The 23 businessmen freed in the jailbreak were accused of being religious extremists running a criminal organization. But many in Andijon considered them respectable business leaders who were also devout Muslims.

The May 13 clashes began when relatives, friends and colleagues of the imprisoned businessmen resorted to force to free them, said Rashanbek Khadzhimov, a lawyer who had taken part in the men's defense. "They decided that all other means had been exhausted and total injustice was being done, and they could bear it no longer," he said.

The government has placed the death toll in Andijon at 173, although human rights activists and others say hundreds more were killed.

Khamid Urinbayev, 65, said his son Aibek, 23, who worked selling flour in a downtown market, was among those slain.

"I don't understand why, when they decided to shoot at the crowd, they didn't announce through a megaphone that all unarmed people should disperse," Urinbayev said. "They warn people of danger when there's an accident or an emergency situation.
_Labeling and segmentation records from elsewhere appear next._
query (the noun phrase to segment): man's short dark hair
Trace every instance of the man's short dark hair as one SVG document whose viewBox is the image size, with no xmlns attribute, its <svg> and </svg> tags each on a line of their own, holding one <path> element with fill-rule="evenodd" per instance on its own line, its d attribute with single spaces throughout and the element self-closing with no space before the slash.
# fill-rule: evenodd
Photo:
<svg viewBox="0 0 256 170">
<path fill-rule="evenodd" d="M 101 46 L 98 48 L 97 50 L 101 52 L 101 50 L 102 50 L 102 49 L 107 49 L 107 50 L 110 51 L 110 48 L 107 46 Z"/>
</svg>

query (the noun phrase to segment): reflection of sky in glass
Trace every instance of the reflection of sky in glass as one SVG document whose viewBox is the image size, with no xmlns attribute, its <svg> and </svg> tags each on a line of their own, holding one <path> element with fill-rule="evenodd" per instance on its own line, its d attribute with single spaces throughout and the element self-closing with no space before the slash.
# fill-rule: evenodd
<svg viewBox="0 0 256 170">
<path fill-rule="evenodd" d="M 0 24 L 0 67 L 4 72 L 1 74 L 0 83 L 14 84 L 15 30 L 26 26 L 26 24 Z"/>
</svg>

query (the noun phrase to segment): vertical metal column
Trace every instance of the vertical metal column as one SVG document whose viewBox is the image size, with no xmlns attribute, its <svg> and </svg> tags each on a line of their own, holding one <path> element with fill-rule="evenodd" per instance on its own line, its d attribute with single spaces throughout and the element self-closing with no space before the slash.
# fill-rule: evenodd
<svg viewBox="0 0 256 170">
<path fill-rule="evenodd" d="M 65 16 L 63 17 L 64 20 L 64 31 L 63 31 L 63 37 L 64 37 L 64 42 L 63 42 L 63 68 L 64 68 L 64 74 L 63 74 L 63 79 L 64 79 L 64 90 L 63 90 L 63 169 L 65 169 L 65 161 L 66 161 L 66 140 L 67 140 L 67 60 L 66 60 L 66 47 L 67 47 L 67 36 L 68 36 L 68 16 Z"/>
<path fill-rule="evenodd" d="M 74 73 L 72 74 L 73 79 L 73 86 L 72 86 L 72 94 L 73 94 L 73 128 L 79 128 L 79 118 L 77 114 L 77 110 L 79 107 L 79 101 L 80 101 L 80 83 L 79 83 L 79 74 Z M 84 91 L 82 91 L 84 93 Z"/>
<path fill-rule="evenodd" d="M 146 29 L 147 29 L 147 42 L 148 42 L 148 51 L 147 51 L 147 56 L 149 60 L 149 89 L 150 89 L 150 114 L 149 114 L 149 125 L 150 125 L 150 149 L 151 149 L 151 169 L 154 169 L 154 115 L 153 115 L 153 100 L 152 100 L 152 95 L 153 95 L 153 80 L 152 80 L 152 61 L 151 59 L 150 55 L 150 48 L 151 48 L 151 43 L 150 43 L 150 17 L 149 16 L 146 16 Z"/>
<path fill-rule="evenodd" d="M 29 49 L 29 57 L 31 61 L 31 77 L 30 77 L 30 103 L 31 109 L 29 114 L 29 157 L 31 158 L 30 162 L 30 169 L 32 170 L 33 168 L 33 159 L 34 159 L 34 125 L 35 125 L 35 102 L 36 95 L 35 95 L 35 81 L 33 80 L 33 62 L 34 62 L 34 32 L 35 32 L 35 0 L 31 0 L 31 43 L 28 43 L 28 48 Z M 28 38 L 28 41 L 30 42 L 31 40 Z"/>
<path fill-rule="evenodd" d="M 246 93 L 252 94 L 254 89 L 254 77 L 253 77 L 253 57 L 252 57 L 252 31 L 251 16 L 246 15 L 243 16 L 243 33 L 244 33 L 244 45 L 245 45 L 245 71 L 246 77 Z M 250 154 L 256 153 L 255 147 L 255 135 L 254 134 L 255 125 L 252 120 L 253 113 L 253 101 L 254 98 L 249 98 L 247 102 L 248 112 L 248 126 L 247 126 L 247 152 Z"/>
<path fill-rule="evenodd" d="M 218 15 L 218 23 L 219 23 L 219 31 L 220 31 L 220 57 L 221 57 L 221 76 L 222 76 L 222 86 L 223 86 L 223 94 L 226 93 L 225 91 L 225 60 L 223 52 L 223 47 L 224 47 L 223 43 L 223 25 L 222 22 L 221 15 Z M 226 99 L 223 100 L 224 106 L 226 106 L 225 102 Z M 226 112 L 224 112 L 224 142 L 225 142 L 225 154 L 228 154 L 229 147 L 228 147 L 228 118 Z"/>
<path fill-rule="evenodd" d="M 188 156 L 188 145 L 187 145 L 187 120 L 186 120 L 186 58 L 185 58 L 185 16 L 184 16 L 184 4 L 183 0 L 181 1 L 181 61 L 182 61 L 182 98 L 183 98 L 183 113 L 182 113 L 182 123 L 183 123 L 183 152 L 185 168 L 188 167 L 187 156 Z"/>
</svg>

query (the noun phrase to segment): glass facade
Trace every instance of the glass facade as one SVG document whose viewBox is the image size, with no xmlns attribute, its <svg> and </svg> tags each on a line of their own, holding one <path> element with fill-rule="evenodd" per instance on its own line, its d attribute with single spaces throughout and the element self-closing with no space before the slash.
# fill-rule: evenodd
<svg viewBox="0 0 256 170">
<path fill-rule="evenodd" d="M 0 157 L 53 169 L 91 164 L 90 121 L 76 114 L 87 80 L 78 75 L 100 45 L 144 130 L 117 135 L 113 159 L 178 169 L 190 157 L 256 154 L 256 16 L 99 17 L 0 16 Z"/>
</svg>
Why didn't they give them a warning? So many innocent lives could have been saved. Life is so hard in the valley as it is. Why make it harder, treating people like that?"

Urinbayev said bitterly that his son's body was on the ground outside the city morgue for three days before the family was informed of his death.

"He had an ID in his pocket, and that's how they learned who he was," Urinbayev said. "If not for this ID, they would have buried him in one of those mass graves somewhere and we would never have found him. I saw 50 or 60 bodies in the morgue. Why couldn't they inform us earlier? Why did his body lie on the bare ground for three days? It is so inhuman. The bodies were piled up on the ground as if they were not people but animals."

Some Karimov supporters are openly contemptuous of the Andijon protesters.

Utkirjon Gopilov, 53, who works delivering goods to a Tashkent marketplace, even drew a comparison to animals in disparaging those who died.

"Karimov did the right thing," he said. "These peasants are so ignorant, they're like a flock of stupid sheep. They don't understand anything. They are so easily misguided. I will not be surprised if next time the authorities use flamethrowers on the crowd.

"I don't like Karimov. But I respect him," Gopilov said. "He's a real solid leader who can resist Islamists with all his might. You won't find many people in Tashkent who want to live in an Islamic state. It is only ignorant people in the outlying regions who are stupid enough to want it."

Human rights activists, moderate opposition politicians and others say the goal of a secular but democratic Uzbekistan is not beyond reach. Some believe it could be achieved following the model of the popular uprisings of the last two years in Georgia, Ukraine and Kyrgyzstan.

Karimov can't be certain that the police and army would stay united around him in the face of such a challenge.

"Peaceful massive public protest all over the country" would be able to change things, said Alisher Taksanov, an independent political analyst in Tashkent. But fresh violence in the Fergana Valley is more likely, he said.

"The biggest mistake the rioters made in Andijon was to resort to violence themselves," he said. "That way they gave a real trump card to the regime, which was only too happy to use force against force."


Holley reported from Moscow and Loiko from Andijon and Tashkent.